A continuous wave of wars has plagued the Palestinian people both physically and mentally. Gaza’s hospitals and homes are still in shambles a year after the latest offensive. But apart from death tolls, relief efforts must also place emphasis on the enduring mechanisms of the Israeli Occupation and how they affect the healthcare chain of supply and demand. The glaring restriction on mobility that is the hallmark of the Occupation prevents medical students from traveling abroad to specialize and patients from accessing points of care. The political power vacuum borne out of the rift between Hamas and Fatah to fill the void of an independent nation has left the PA weak and unable to devote resources to the healthcare system. The Occupation is the chief structural barrier to the access of quality healthcare for Palestinians—it has exacerbated existing inequities in the population and has given rise to a host of issues unique to the devastating political reality.

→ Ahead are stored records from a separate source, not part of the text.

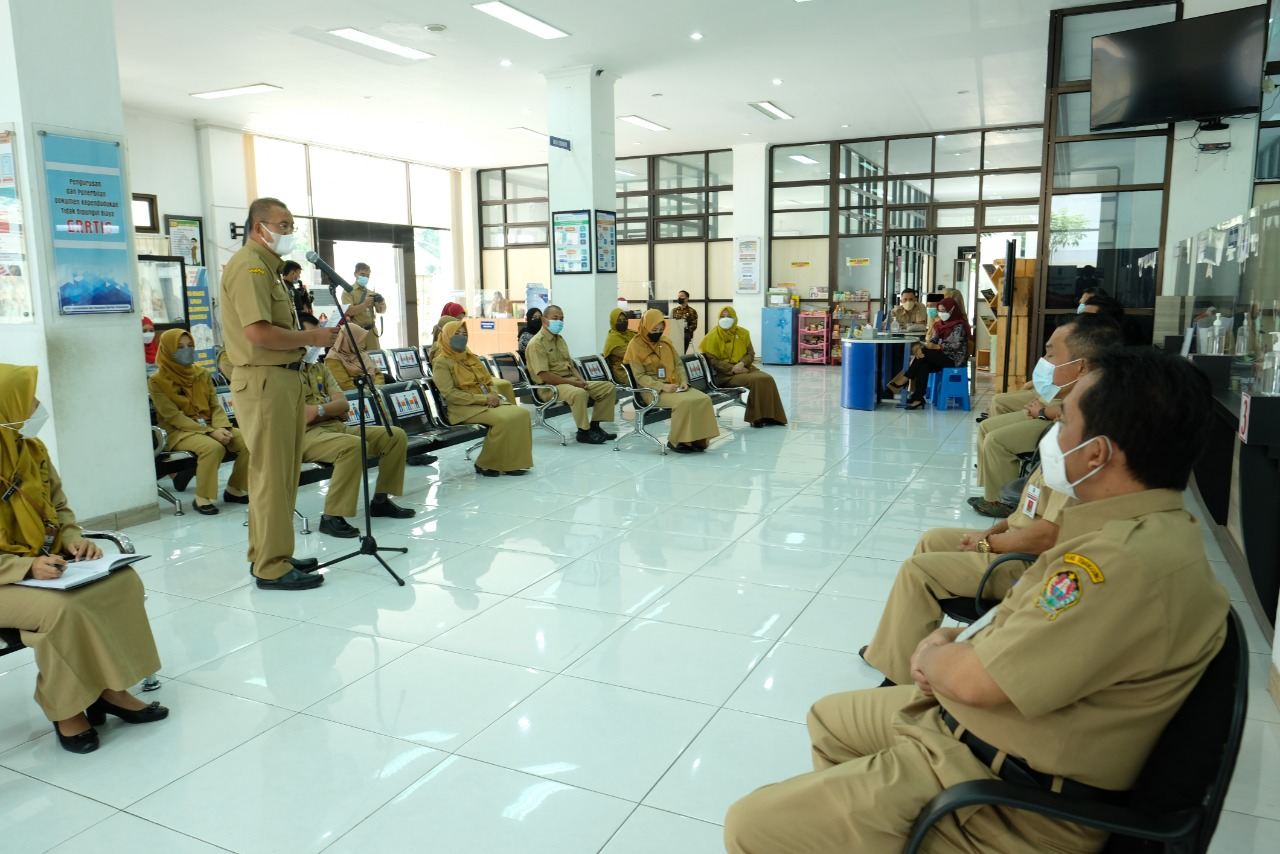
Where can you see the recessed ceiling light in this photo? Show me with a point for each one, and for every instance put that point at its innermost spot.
(643, 123)
(517, 18)
(771, 110)
(361, 37)
(238, 90)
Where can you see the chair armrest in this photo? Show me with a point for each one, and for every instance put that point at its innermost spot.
(120, 540)
(1089, 813)
(982, 585)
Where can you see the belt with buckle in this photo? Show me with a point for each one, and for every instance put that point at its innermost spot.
(1016, 771)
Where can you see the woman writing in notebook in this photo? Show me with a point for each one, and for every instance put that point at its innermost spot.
(91, 643)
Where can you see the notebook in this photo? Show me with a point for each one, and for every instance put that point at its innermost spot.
(81, 572)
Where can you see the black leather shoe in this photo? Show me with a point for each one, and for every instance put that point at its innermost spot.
(83, 743)
(385, 507)
(338, 526)
(590, 437)
(97, 712)
(291, 580)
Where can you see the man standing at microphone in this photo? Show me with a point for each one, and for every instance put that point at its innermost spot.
(265, 345)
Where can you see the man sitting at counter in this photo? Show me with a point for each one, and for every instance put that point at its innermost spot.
(551, 364)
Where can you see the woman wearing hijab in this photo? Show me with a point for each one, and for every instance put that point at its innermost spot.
(452, 311)
(656, 364)
(346, 365)
(731, 356)
(616, 342)
(149, 341)
(188, 410)
(91, 643)
(474, 396)
(949, 347)
(533, 325)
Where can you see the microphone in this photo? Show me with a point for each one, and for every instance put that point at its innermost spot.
(328, 270)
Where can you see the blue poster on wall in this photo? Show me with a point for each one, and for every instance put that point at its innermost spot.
(88, 220)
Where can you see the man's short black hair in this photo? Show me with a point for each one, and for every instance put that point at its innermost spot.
(1155, 407)
(1092, 334)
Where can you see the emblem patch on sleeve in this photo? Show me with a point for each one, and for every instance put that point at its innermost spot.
(1060, 593)
(1087, 565)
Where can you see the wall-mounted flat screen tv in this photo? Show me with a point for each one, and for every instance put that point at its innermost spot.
(1194, 69)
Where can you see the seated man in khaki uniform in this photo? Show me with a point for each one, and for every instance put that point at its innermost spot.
(329, 439)
(549, 362)
(950, 562)
(1072, 680)
(1068, 355)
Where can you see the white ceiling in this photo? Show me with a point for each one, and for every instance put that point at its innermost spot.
(881, 67)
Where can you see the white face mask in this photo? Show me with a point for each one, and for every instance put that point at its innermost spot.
(32, 425)
(1054, 461)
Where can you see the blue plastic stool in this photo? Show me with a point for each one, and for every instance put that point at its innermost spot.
(952, 384)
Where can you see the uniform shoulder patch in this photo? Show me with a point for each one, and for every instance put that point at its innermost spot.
(1060, 593)
(1087, 565)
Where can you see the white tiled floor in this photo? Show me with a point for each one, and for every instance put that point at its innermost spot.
(598, 657)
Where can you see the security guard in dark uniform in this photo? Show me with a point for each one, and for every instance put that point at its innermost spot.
(1074, 677)
(265, 347)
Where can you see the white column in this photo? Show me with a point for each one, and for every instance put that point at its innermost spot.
(580, 109)
(752, 219)
(91, 368)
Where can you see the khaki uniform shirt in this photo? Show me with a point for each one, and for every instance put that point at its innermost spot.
(254, 291)
(548, 352)
(1102, 639)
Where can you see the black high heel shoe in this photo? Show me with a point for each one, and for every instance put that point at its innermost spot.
(100, 708)
(83, 743)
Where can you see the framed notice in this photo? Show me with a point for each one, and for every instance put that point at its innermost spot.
(606, 241)
(571, 241)
(186, 238)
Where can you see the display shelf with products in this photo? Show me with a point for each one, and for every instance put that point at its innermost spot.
(814, 338)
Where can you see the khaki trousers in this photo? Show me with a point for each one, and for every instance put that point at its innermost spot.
(338, 444)
(880, 756)
(86, 640)
(936, 571)
(209, 456)
(269, 409)
(602, 396)
(1000, 439)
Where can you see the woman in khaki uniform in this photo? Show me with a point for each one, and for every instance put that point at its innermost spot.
(657, 366)
(346, 365)
(476, 397)
(188, 410)
(731, 356)
(91, 643)
(616, 345)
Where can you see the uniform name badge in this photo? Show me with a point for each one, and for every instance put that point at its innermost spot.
(1032, 501)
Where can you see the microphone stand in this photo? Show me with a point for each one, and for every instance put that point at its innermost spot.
(368, 544)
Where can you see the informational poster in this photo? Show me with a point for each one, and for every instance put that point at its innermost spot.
(746, 264)
(186, 238)
(606, 241)
(88, 222)
(200, 316)
(571, 233)
(14, 281)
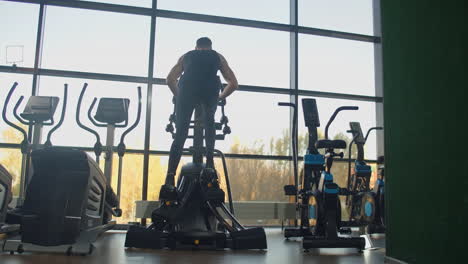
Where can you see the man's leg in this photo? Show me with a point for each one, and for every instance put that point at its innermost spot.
(210, 106)
(184, 110)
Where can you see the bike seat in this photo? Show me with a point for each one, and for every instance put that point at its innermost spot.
(334, 144)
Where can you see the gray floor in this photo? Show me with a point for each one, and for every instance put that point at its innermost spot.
(110, 249)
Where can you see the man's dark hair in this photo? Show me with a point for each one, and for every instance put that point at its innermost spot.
(204, 42)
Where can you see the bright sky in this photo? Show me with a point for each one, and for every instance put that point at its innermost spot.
(94, 41)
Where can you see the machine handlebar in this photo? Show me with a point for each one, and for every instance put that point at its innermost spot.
(7, 100)
(80, 99)
(62, 116)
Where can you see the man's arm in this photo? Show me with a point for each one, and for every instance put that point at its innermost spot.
(174, 74)
(230, 78)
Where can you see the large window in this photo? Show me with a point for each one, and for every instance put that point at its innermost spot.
(365, 115)
(94, 41)
(18, 33)
(336, 65)
(139, 3)
(264, 10)
(255, 119)
(339, 15)
(110, 47)
(257, 57)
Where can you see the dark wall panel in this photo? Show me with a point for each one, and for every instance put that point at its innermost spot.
(425, 104)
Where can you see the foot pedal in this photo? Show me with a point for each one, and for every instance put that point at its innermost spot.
(345, 231)
(140, 237)
(290, 190)
(253, 238)
(214, 194)
(168, 193)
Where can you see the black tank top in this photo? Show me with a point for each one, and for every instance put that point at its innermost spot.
(200, 72)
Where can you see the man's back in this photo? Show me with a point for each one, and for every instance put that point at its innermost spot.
(200, 70)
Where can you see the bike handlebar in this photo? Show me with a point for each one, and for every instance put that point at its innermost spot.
(80, 99)
(370, 129)
(137, 119)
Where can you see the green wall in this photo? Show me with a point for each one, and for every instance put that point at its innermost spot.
(425, 106)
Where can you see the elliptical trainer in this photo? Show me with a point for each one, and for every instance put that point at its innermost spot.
(199, 217)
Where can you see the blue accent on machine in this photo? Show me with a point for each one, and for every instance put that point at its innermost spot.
(368, 209)
(314, 159)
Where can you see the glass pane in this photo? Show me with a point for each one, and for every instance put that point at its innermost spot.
(258, 180)
(7, 133)
(18, 31)
(11, 161)
(256, 121)
(96, 41)
(139, 3)
(336, 65)
(132, 179)
(339, 15)
(278, 11)
(257, 57)
(53, 86)
(337, 130)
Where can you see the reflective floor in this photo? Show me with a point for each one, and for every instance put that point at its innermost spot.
(110, 249)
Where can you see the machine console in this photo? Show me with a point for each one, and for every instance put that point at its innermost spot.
(112, 110)
(40, 108)
(311, 117)
(357, 132)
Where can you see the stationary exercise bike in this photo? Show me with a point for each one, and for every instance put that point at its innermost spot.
(360, 203)
(197, 217)
(65, 199)
(318, 203)
(378, 225)
(5, 199)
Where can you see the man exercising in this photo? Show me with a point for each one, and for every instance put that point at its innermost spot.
(199, 84)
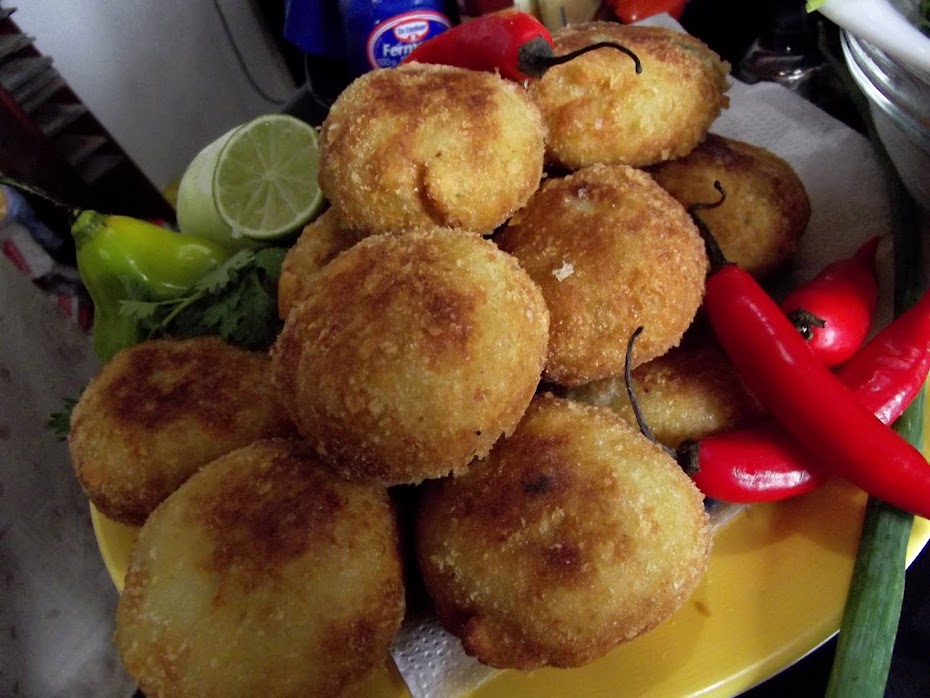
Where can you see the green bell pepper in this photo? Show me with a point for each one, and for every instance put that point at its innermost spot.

Even when there is no incursion happening, the Occupation is inherently suffocating. Healthcare is not just measured in mortality statistics or disease prevalence. National health systems are highly influenced by the political climate surrounding them, and as Norwegian physician and activist Mads Gilbert puts it, “Medicine and politics are Siamese twins.” If political arguments are not working as fast as they should to end the Occupation – perhaps the healthcare argument—the human argument—will have better luck.

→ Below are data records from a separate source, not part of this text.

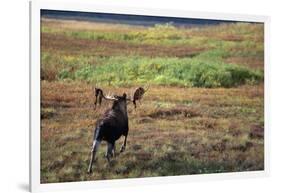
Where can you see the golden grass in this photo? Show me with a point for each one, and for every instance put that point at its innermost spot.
(174, 131)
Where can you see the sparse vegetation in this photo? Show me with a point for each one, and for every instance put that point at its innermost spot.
(203, 112)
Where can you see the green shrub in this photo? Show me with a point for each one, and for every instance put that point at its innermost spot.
(168, 71)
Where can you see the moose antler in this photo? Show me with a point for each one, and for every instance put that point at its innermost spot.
(99, 96)
(138, 94)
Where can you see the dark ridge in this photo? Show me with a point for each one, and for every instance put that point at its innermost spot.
(142, 20)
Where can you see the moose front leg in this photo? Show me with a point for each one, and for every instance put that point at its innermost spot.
(123, 147)
(93, 154)
(110, 150)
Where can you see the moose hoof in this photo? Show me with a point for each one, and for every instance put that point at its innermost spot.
(89, 171)
(122, 149)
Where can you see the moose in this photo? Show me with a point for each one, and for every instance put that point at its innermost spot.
(113, 124)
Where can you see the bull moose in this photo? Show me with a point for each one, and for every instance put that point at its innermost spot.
(114, 122)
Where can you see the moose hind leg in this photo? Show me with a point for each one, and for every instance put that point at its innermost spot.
(123, 147)
(93, 154)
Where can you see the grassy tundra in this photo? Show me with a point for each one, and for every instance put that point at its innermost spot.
(202, 114)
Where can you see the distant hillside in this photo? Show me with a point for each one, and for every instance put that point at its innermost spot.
(128, 19)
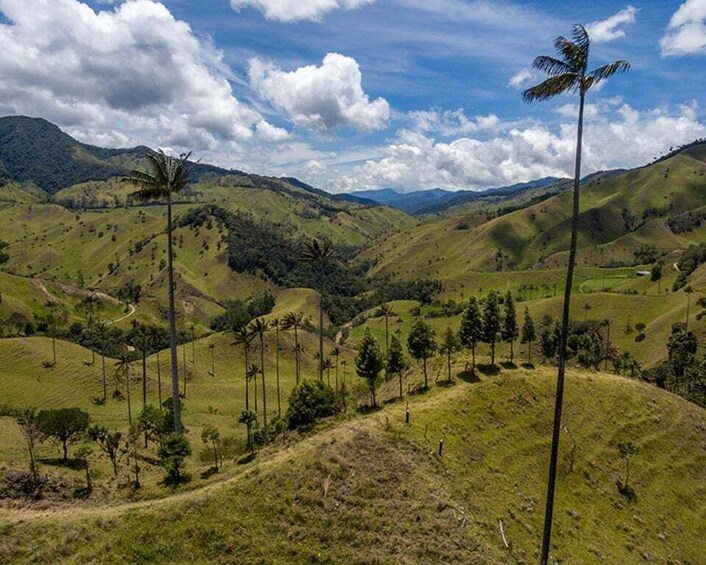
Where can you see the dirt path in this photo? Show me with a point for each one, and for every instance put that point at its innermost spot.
(126, 316)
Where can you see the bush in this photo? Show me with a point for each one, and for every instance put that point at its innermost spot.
(309, 402)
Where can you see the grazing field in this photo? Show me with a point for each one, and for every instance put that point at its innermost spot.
(371, 489)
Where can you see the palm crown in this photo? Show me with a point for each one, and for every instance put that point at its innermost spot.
(167, 176)
(569, 73)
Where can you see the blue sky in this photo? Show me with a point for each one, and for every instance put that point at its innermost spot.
(353, 94)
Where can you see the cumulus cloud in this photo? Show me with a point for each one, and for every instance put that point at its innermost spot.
(452, 123)
(610, 29)
(616, 136)
(519, 79)
(686, 33)
(321, 98)
(293, 10)
(128, 74)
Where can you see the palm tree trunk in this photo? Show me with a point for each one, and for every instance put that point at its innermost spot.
(264, 390)
(279, 402)
(159, 380)
(105, 379)
(387, 336)
(176, 403)
(321, 337)
(144, 373)
(247, 384)
(556, 431)
(296, 353)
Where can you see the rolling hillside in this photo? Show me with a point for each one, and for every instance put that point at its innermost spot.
(619, 214)
(371, 489)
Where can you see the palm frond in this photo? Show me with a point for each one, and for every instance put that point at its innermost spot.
(606, 71)
(552, 87)
(550, 65)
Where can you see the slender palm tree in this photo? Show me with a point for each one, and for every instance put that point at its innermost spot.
(295, 321)
(243, 336)
(320, 254)
(155, 339)
(276, 324)
(258, 328)
(167, 177)
(567, 73)
(386, 311)
(123, 368)
(336, 352)
(101, 328)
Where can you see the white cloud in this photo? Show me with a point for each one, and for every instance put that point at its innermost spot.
(127, 75)
(610, 29)
(321, 98)
(521, 78)
(293, 10)
(268, 132)
(686, 33)
(452, 123)
(616, 136)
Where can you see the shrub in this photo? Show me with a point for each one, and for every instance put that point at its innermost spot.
(309, 402)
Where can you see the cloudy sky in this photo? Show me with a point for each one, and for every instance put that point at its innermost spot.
(356, 94)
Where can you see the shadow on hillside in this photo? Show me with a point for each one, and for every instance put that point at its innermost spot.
(446, 383)
(73, 464)
(488, 370)
(469, 377)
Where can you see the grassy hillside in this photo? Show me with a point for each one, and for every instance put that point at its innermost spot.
(372, 490)
(618, 215)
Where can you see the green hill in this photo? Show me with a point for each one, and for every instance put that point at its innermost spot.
(372, 490)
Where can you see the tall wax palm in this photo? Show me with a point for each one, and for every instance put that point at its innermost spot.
(567, 73)
(386, 311)
(295, 321)
(336, 352)
(320, 254)
(259, 327)
(155, 338)
(167, 177)
(276, 324)
(243, 336)
(123, 368)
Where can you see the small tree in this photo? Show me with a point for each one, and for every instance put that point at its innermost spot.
(249, 418)
(369, 362)
(83, 453)
(109, 443)
(491, 322)
(471, 331)
(395, 363)
(172, 453)
(510, 331)
(151, 423)
(529, 334)
(626, 451)
(449, 346)
(32, 433)
(309, 402)
(421, 343)
(211, 435)
(63, 424)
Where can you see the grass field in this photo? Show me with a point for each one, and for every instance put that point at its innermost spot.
(372, 490)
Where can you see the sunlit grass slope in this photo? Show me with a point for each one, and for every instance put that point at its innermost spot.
(372, 490)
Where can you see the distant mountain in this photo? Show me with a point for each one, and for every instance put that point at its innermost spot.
(33, 150)
(410, 202)
(437, 200)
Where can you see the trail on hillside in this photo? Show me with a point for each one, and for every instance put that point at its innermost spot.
(126, 316)
(315, 442)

Access – The Pivotal “Intermediate” Outcome

Some egalitarian liberals believe that society has a particular obligation with regard to healthcare—as opposed to a different camp that asserts that the best way to respect moral capacity is to distribute income fairly and let individuals purchase the healthcare they want. But is it the role of the state to provide a blanket of basic healthcare services, or is it the individual’s actual health status that needs to be considered? Do we judge rights by the availability of clinics or by life expectancy? In “Getting Health Reform Right,” a text written by Harvard School of Public Health Professors Marc Roberts, William Hsiao, Peter Berman, and Michael Reich elucidate “the disagreement over whether the government should be responsible for an agreed level of health status or for access to health care, [which] has important implications for the relationship between the state and the individual.” The case of Occupied Palestine transcends the normative issues of public health that are entangled among individual behaviors and socio-economic strata within the society itself. Palestinians are embedded within a political framework in which they are physically unable to get to places of care, or care is physically shut off from them as a result of military occupation and the social, structural, and economic consequences that come with it.

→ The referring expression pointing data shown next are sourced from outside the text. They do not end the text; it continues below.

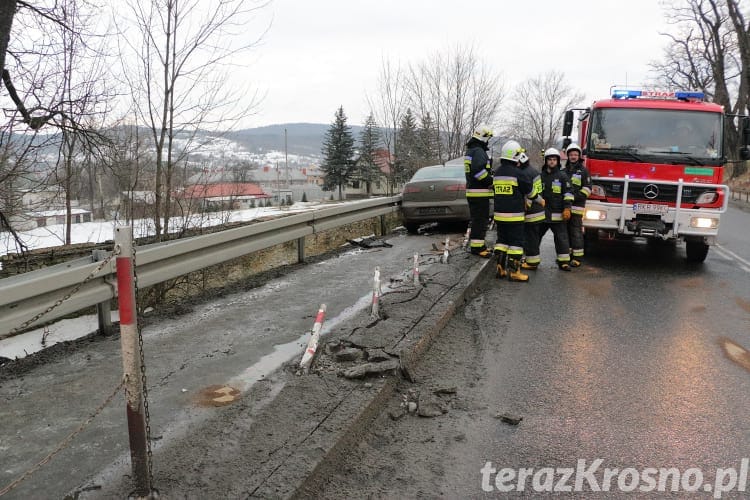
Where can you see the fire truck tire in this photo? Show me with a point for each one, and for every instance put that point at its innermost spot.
(696, 250)
(590, 239)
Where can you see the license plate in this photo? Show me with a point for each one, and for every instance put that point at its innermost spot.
(650, 208)
(432, 210)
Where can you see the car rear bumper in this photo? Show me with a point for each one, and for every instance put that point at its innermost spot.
(426, 211)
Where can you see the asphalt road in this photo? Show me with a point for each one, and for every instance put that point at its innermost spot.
(234, 340)
(635, 362)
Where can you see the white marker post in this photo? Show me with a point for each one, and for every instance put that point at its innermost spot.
(312, 345)
(415, 271)
(376, 294)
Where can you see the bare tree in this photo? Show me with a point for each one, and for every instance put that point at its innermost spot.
(458, 91)
(83, 97)
(36, 44)
(179, 83)
(537, 109)
(388, 107)
(711, 52)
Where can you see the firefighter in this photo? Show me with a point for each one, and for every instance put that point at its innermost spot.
(533, 220)
(511, 189)
(580, 183)
(478, 168)
(558, 198)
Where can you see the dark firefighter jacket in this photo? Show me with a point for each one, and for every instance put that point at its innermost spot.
(580, 185)
(534, 209)
(556, 192)
(512, 190)
(478, 169)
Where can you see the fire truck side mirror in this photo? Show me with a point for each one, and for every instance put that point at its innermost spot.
(745, 148)
(568, 123)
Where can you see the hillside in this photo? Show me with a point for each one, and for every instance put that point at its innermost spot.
(302, 138)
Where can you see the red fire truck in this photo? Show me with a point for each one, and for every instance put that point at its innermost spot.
(657, 162)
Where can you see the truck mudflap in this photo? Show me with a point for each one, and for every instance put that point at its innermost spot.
(665, 220)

Roberts et al call access an “intermediate performance characteristic” of a health system because they are not themselves ultimate objectives. But access is the primary limiting factor to health system performance and health status in the Occupied Palestinian Territories. While access to healthcare is by no means the only failing health metric plaguing the Palestinians today, it is the Occupation specifically that is precluding this access. There is a direct link between political process and an inequitable access to health care that has made it impossible for a cohesive health system to exist in a way that can be effectively utilized.

Access can simply refer to whether services are offered in a specific area (physical availability), or to how easy it is for citizens to get care (effective availability). Access can also correlate to utilization. In the case of Palestine, low usage of health services reflects barriers to care. Effective availability is influenced by what services are offered where, at what prices and on what terms. It is an intermediate performance characteristic that is “both a consequence of policy and a cause of performance.” In the case of Palestine, access is a rigid fork in the system that cannot be improved without the removal of the Occupation.